NYT Celebrates Hypothetical Success of Far-Left Nation Mag, Lamented National Review 'Nastiness' After 2008 Election
Lemons into lemonade: The front of Monday's Business Day by Jeremy Peters sees good times ahead for the far-left Nation magazine: "Bad News for Liberals May Be Good News for a Liberal Magazine." (The Nation is more accurately described as left-wing.)
Yet the Times took the opposite tack in 2008, running a hostile piece on the "nastiness" of the debate within National Review, even as the conservative magazine's subscription base was rising. The Nation, by contrast, has (obviously) yet to benefit from rising Republican electoral fortunes yet the mere prospect is worthy of celebration at the Times.
Other than perhaps the headquarters of the Democratic National Committee, there were few places as despondent on election night as the Manhattan offices of The Nation, the 146-year-old journal of fiery leftist opinion.
A group of about 15 writers, editors and interns sat around a conference table and watched the results as they drowned their sorrows in bottles of Trader Joe's red wine. Even the friendly voices on MSNBC proved little solace as the numbers rolled in, confirming a Republican resurgence across the country.
Peters explained how the magazine's fortunes skidded as liberal politics began to flourish, and that "No weekly magazine tracked by the Media Industry Newsletter has lost more pages of advertising this year than The Nation."
Despite all the gloom, could last week's Democratic pummeling actually have a silver lining for The Nation, once home to writers like Henry James, Ezra Pound, Kurt Vonnegut Jr. and even Yeats? Katrina vanden Heuvel, the magazine's editor and publisher, did not have to think long about that question.
"If you can't expose the hypocrisy of this new group of Republicans, then we're not doing our job. And I mean that," she said in an interview from her office on election night as she sipped a glass of Champagne, defiant as Democratic losses piled up and the mood around her darkened.
"I mean you've got a lot to work with," she said. "You've got a Tea Party caucus in the Senate, a Tea Party caucus in the House. So I think you have a lot of rich material."
If history is any guide, Ms. vanden Heuvel could be proved right.
The Bush years were good - very good - to The Nation. After operating in the red almost every year since it was founded by abolitionists in 1865, the magazine turned a profit in 2003.
A big moneymaker for The Nation in recent years has been its cruise, which people pay thousands of dollars to attend so they can listen to lions of the left like Ralph Nader speak as they sail along the Alaskan coast.
Ms. vanden Heuvel conceded that she borrowed the idea from her conservative rival, National Review. But she said the cruise now brings in about $200,000 each year.
(National Review appears to be doing quite well, having received a lift from conservative dismay over Democrats in power. Its subscriptions have increased from 150,000 in 2006 to nearly 200,000 this year. Newsstand sales have remained essentially flat for the last five years.)

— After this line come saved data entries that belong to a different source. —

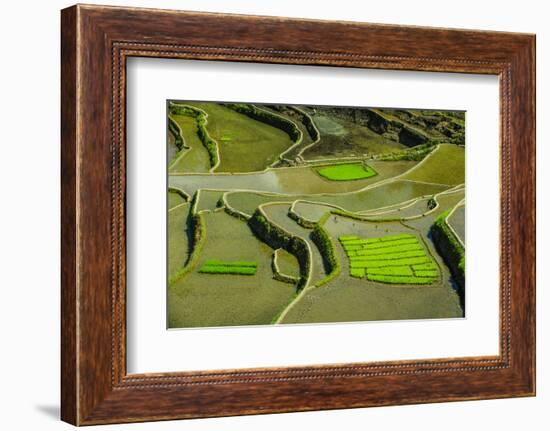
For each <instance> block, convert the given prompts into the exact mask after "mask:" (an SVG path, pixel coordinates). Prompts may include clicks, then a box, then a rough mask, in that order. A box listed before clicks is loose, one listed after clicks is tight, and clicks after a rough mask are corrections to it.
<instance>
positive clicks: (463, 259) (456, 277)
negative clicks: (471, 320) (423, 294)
mask: <svg viewBox="0 0 550 431" xmlns="http://www.w3.org/2000/svg"><path fill="white" fill-rule="evenodd" d="M449 213H450V210H447V211H445V212H444V213H442V214H441V215H440V216H439V217H437V219H436V220H435V222H434V224H433V225H432V227H431V229H430V232H431V234H432V238H433V240H434V243H435V246H436V248H437V251H438V252H439V254H440V255H441V256H443V259H444V260H445V262H446V263H447V265H448V266H449V268H450V269H451V272H452V273H453V276H454V277H455V279H456V281H457V283H458V286H459V291H458V293H459V295H460V301H461V303H462V306H463V307H464V296H465V291H464V285H465V274H464V273H465V270H466V258H465V254H464V248H463V247H462V245H461V244H460V242H459V241H458V239H457V238H456V237H455V235H454V233H453V232H452V231H451V229H450V228H449V226H448V225H447V221H446V219H447V216H448V215H449Z"/></svg>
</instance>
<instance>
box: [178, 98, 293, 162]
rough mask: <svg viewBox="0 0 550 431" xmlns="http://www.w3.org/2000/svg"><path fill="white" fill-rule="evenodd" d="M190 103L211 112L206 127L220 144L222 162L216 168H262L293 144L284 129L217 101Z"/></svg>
mask: <svg viewBox="0 0 550 431" xmlns="http://www.w3.org/2000/svg"><path fill="white" fill-rule="evenodd" d="M189 105H191V106H196V107H198V108H201V109H203V110H204V111H206V112H207V113H208V125H207V126H206V127H207V129H208V132H209V133H210V136H211V137H212V138H213V139H215V140H216V141H218V144H219V148H220V156H221V157H220V159H221V163H220V166H219V167H218V168H217V169H216V172H251V171H260V170H262V169H264V168H266V167H267V166H269V165H270V164H271V163H273V162H274V161H275V160H276V159H277V157H278V155H279V154H280V153H282V152H283V151H284V150H286V149H287V148H289V147H290V146H291V145H292V144H293V142H292V141H291V140H290V138H289V137H288V135H287V134H286V133H285V132H283V131H282V130H279V129H277V128H275V127H272V126H269V125H267V124H265V123H262V122H260V121H256V120H253V119H251V118H249V117H247V116H246V115H243V114H239V113H238V112H235V111H233V110H232V109H229V108H226V107H224V106H221V105H218V104H216V103H189Z"/></svg>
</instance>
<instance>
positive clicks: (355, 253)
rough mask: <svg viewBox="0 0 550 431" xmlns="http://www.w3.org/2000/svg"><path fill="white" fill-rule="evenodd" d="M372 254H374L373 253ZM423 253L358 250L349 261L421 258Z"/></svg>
mask: <svg viewBox="0 0 550 431" xmlns="http://www.w3.org/2000/svg"><path fill="white" fill-rule="evenodd" d="M373 252H374V253H373ZM424 255H425V252H424V250H423V249H422V248H420V247H419V248H417V249H415V250H410V251H396V252H393V253H388V254H383V253H382V254H381V253H379V251H378V250H359V251H356V252H354V254H353V255H351V256H349V258H350V259H351V260H392V259H398V258H404V257H421V256H424Z"/></svg>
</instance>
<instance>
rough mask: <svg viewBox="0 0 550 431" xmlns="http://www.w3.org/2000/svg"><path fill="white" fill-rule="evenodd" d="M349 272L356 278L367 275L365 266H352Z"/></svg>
mask: <svg viewBox="0 0 550 431" xmlns="http://www.w3.org/2000/svg"><path fill="white" fill-rule="evenodd" d="M349 274H350V275H351V276H352V277H355V278H363V277H364V276H365V269H364V268H350V270H349Z"/></svg>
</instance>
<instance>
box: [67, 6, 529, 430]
mask: <svg viewBox="0 0 550 431" xmlns="http://www.w3.org/2000/svg"><path fill="white" fill-rule="evenodd" d="M61 24H62V25H61V50H62V56H61V59H62V61H61V72H62V76H61V83H62V93H61V109H62V115H61V120H62V134H61V139H62V148H61V162H62V164H61V169H62V181H61V192H62V216H61V226H62V248H61V251H62V295H61V305H62V325H61V335H62V336H61V339H62V345H61V353H62V363H61V366H62V368H61V375H62V378H61V387H62V397H61V417H62V419H63V420H64V421H67V422H69V423H72V424H75V425H91V424H104V423H115V422H137V421H151V420H166V419H180V418H196V417H212V416H229V415H241V414H258V413H274V412H290V411H308V410H320V409H339V408H352V407H368V406H383V405H392V404H413V403H426V402H442V401H457V400H474V399H489V398H502V397H513V396H532V395H534V394H535V37H534V35H528V34H513V33H498V32H487V31H470V30H449V29H439V28H423V27H403V26H392V25H376V24H362V23H351V22H329V21H313V20H297V19H287V18H274V17H254V16H239V15H220V14H212V13H196V12H177V11H164V10H147V9H133V8H119V7H102V6H81V5H77V6H73V7H70V8H68V9H65V10H63V11H62V22H61ZM206 28H208V31H205V29H206ZM334 35H338V37H335V36H334ZM131 56H144V57H164V58H183V59H199V60H223V61H244V62H262V63H285V64H300V65H331V66H346V67H357V68H374V69H394V70H414V71H441V72H461V73H478V74H492V75H498V76H499V77H500V106H501V111H500V120H501V124H500V131H501V143H500V145H501V200H500V202H501V220H500V225H501V231H500V232H501V275H500V279H501V282H500V354H499V355H498V356H494V357H493V356H491V357H460V358H441V359H433V360H422V361H414V360H413V361H399V362H380V363H363V364H357V363H354V364H340V365H327V366H303V367H292V368H290V367H289V368H284V367H283V368H266V369H238V370H224V371H212V370H205V371H203V372H180V373H158V374H140V375H137V374H130V375H128V374H127V372H126V350H125V337H126V326H125V325H126V323H125V312H126V311H125V297H126V284H125V268H126V267H125V264H126V262H125V190H126V177H125V151H126V149H125V142H126V141H125V97H126V94H125V91H126V87H125V84H126V79H125V76H126V75H125V64H126V59H127V58H129V57H131Z"/></svg>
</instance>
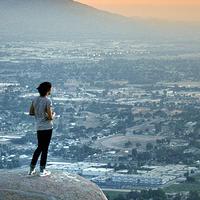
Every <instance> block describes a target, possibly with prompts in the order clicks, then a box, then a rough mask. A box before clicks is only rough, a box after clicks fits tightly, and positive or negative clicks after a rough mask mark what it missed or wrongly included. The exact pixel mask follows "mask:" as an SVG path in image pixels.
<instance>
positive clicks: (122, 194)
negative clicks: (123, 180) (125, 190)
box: [103, 175, 200, 200]
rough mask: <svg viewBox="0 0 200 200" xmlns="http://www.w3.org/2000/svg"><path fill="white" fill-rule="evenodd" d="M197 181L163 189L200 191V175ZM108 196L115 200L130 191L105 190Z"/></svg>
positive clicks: (171, 186)
mask: <svg viewBox="0 0 200 200" xmlns="http://www.w3.org/2000/svg"><path fill="white" fill-rule="evenodd" d="M194 178H195V182H193V183H189V182H185V183H180V184H173V185H170V186H168V187H166V188H163V190H164V191H165V192H167V193H174V192H182V191H198V192H200V175H196V176H194ZM103 192H104V194H105V195H106V196H109V200H114V199H115V198H116V197H117V196H118V195H119V194H120V195H124V196H125V195H126V194H127V193H128V192H123V191H113V190H109V191H103Z"/></svg>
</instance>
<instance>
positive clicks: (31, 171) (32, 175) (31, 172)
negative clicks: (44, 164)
mask: <svg viewBox="0 0 200 200" xmlns="http://www.w3.org/2000/svg"><path fill="white" fill-rule="evenodd" d="M35 174H36V170H35V169H34V170H30V171H29V173H28V175H30V176H33V175H35Z"/></svg>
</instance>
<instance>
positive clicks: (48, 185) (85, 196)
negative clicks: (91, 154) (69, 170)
mask: <svg viewBox="0 0 200 200" xmlns="http://www.w3.org/2000/svg"><path fill="white" fill-rule="evenodd" d="M5 199H6V200H107V198H106V197H105V195H104V194H103V192H102V191H101V190H100V189H99V188H98V187H97V186H96V185H95V184H94V183H92V182H90V181H88V180H86V179H84V178H82V177H80V176H78V175H72V174H69V173H66V172H62V171H55V170H53V171H52V174H51V175H50V176H48V177H40V176H39V175H36V176H32V177H29V176H28V175H27V171H26V170H24V169H20V170H0V200H5Z"/></svg>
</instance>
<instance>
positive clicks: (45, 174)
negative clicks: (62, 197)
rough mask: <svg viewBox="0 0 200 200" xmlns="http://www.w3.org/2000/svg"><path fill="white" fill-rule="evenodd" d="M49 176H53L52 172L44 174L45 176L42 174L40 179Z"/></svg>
mask: <svg viewBox="0 0 200 200" xmlns="http://www.w3.org/2000/svg"><path fill="white" fill-rule="evenodd" d="M49 175H51V172H48V173H47V174H44V175H41V174H40V177H45V176H49Z"/></svg>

But while the Times commiserated at a pity party with The Nation on Election Night, the paper didn't exactly celebrate National Review's rebirth after the Democrat gains in 2006 or Obama's win in 2008. In fact, the Times actually attacked National Review in a November 17, 2008 story by Tim Arango: "At National Review, a Threat to Its Reputation for Erudition."
In a span of 252 days, the National Review lost two Buckleys - one to death, another to resignation - and an election.
Now, thanks to the coarsening effect of the Internet on political discourse, the magazine may have lost something else: its reputation as the cradle for conservative intellectuals and home for erudite and well-mannered debate prized by its founder, the late William F. Buckley Jr.
In the general conservative blogosphere and in The Corner, National Review's popular blog, the tenor of debate - particularly as it related to the fitness of Gov. Sarah Palin of Alaska to be vice president - devolved into open nastiness during the campaign season, laying bare debates among conservatives that in a pre-Internet age may have been kept behind closed doors.
The specifics of that "nastiness" consisted of a smattering of rude emails sent by NR readers (a phenomenon not unheard of on the left) and not by anything actually written in National Review or National Review Online.
While the Times on Monday celebrated the hypothetical future success of the left-wing Nation magazine, Arango in 2008 buried the actual success of the conservative National Review in paragraph 28 of his 32-paragraph story: "At the start of the year, its circulation was 169,000, which has grown to about 185,000 for its latest postelection issue, which will arrive this week in mailboxes."